UNASSIGNED: The designed multi-epitope vaccine presents a promising approach for combating FAdV infections in chickens. By targeting essential viral structural proteins, the vaccine is expected to induce a robust immunological response. The in silico methodology utilized in this study provides a rapid and cost-effective means of vaccine design, offering insights into potential vaccine candidates before experimental validation. Future studies should focus on in vitro and in vivo evaluations to further assess the efficacy and safety of the proposed vaccine.
UNASSIGNED: We employed an in silico approach to design the multi-epitope vaccine. Essential viral structural proteins, including hexon, penton, and fiber protein, were selected as vaccine targets. T-cell and B-cell epitopes binding to MHC-I and MHC-II molecules were predicted using computational methods. Molecular docking studies were conducted to validate the interaction of the multi-epitope vaccine candidate with chicken Toll-like receptors 2 and 5.
UNASSIGNED: Our in silico methodology successfully identified potential T-cell and B-cell epitopes within the selected viral structural proteins. Molecular docking studies revealed strong interactions between the multi-epitope vaccine candidate and chicken Toll-like receptors 2 and 5, indicating the structural integrity and immunogenic potential of the designed vaccine.
UNASSIGNED: The designed multi-epitope vaccine presents a promising approach for combating FAdV infections in chickens. By targeting essential viral structural proteins, the vaccine is expected to induce a robust immunological response. The in silico methodology utilized in this study provides a rapid and cost-effective means of vaccine design, offering insights into potential vaccine candidates before experimental validation. Future studies should focus on in vitro and in vivo evaluations to further assess the efficacy and safety of the proposed vaccine.
摘要:
■禽腺病毒(FAdV)是家禽中的重要病原体,引起各种疾病,如肝炎-心包水,包涵体肝炎,和蜥蜴侵蚀。FAdV的不同血清型与特定条件有关,强调有针对性的预防战略的必要性。鉴于全球范围内FAdV相关疾病的患病率上升,有效的疫苗接种和生物安全措施至关重要。在这项研究中,我们探索了结构蛋白设计靶向FAdV的多表位疫苗的潜力。

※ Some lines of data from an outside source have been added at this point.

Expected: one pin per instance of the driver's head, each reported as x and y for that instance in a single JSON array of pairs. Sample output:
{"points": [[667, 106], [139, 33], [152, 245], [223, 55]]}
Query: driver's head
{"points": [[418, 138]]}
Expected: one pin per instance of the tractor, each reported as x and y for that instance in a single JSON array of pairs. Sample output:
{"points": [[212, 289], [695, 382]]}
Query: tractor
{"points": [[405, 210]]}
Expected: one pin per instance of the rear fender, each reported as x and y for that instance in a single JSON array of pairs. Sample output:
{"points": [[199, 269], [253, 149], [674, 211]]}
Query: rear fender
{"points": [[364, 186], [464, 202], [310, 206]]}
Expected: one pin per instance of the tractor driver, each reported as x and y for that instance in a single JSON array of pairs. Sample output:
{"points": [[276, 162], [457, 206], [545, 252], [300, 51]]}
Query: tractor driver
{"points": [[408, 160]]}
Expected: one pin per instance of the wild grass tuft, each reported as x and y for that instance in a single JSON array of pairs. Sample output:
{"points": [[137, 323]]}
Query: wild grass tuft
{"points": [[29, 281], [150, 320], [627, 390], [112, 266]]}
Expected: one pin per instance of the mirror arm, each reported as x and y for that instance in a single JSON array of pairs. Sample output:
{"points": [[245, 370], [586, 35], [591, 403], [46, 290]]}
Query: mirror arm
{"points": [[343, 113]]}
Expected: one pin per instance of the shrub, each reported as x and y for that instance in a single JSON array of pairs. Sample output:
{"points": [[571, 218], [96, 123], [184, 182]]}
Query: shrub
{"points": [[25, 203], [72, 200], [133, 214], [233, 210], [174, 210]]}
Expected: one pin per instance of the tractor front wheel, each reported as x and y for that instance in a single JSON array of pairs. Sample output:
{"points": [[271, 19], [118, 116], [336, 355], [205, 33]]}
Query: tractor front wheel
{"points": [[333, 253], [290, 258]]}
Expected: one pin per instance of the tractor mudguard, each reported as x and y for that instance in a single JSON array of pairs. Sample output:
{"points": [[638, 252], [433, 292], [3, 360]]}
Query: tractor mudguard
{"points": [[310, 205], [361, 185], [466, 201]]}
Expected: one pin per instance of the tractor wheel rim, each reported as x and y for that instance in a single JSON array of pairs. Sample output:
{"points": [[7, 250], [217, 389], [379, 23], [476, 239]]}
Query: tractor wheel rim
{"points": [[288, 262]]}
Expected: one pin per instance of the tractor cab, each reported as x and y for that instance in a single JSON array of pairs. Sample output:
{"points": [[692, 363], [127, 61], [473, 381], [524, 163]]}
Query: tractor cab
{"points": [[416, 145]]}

■我们采用计算机模拟方法来设计多表位疫苗。必需的病毒结构蛋白,包括hexon,penton,和纤维蛋白质,被选为疫苗靶标。使用计算方法预测与MHC-I和MHC-II分子结合的T细胞和B细胞表位。进行分子对接研究以验证多表位疫苗候选物与鸡Toll样受体2和5的相互作用。
■我们的计算机方法成功地鉴定了所选病毒结构蛋白中潜在的T细胞和B细胞表位。分子对接研究揭示多表位候选疫苗与鸡Toll样受体2和5之间的强相互作用,表明所设计疫苗的结构完整性和免疫原性潜力。

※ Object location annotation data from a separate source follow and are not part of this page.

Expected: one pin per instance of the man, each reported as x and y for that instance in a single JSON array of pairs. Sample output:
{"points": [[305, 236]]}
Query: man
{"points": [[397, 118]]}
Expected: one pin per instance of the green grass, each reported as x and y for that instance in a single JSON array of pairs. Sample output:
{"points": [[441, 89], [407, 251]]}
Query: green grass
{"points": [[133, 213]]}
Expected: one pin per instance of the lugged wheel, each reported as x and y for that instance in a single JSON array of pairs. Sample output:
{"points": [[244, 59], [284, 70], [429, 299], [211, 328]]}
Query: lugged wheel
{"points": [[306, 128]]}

■设计的多表位疫苗为对抗鸡中的FAdV感染提供了有希望的方法。通过靶向必需的病毒结构蛋白,该疫苗有望诱导强大的免疫反应。本研究中使用的计算机方法提供了一种快速且具有成本效益的疫苗设计方法,在实验验证之前提供对潜在候选疫苗的见解。未来的研究应集中在体外和体内评估,以进一步评估拟议疫苗的功效和安全性。

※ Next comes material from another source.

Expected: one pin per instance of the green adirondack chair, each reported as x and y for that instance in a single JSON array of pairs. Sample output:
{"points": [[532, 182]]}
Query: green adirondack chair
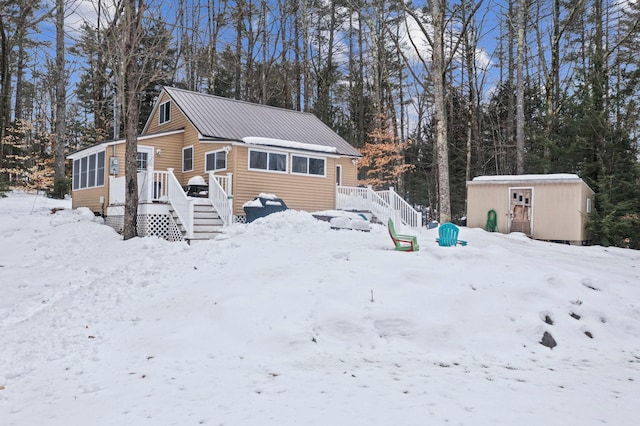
{"points": [[448, 234], [402, 242]]}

■我们采用计算机模拟方法来设计多表位疫苗。必需的病毒结构蛋白,包括hexon,penton,和纤维蛋白质,被选为疫苗靶标。使用计算方法预测与MHC-I和MHC-II分子结合的T细胞和B细胞表位。进行分子对接研究以验证多表位疫苗候选物与鸡Toll样受体2和5的相互作用。
■我们的计算机方法成功地鉴定了所选病毒结构蛋白中潜在的T细胞和B细胞表位。分子对接研究揭示多表位候选疫苗与鸡Toll样受体2和5之间的强相互作用,表明所设计疫苗的结构完整性和免疫原性潜力。
■设计的多表位疫苗为对抗鸡中的FAdV感染提供了有希望的方法。通过靶向必需的病毒结构蛋白,该疫苗有望诱导强大的免疫反应。本研究中使用的计算机方法提供了一种快速且具有成本效益的疫苗设计方法,在实验验证之前提供对潜在候选疫苗的见解。未来的研究应集中在体外和体内评估,以进一步评估拟议疫苗的功效和安全性。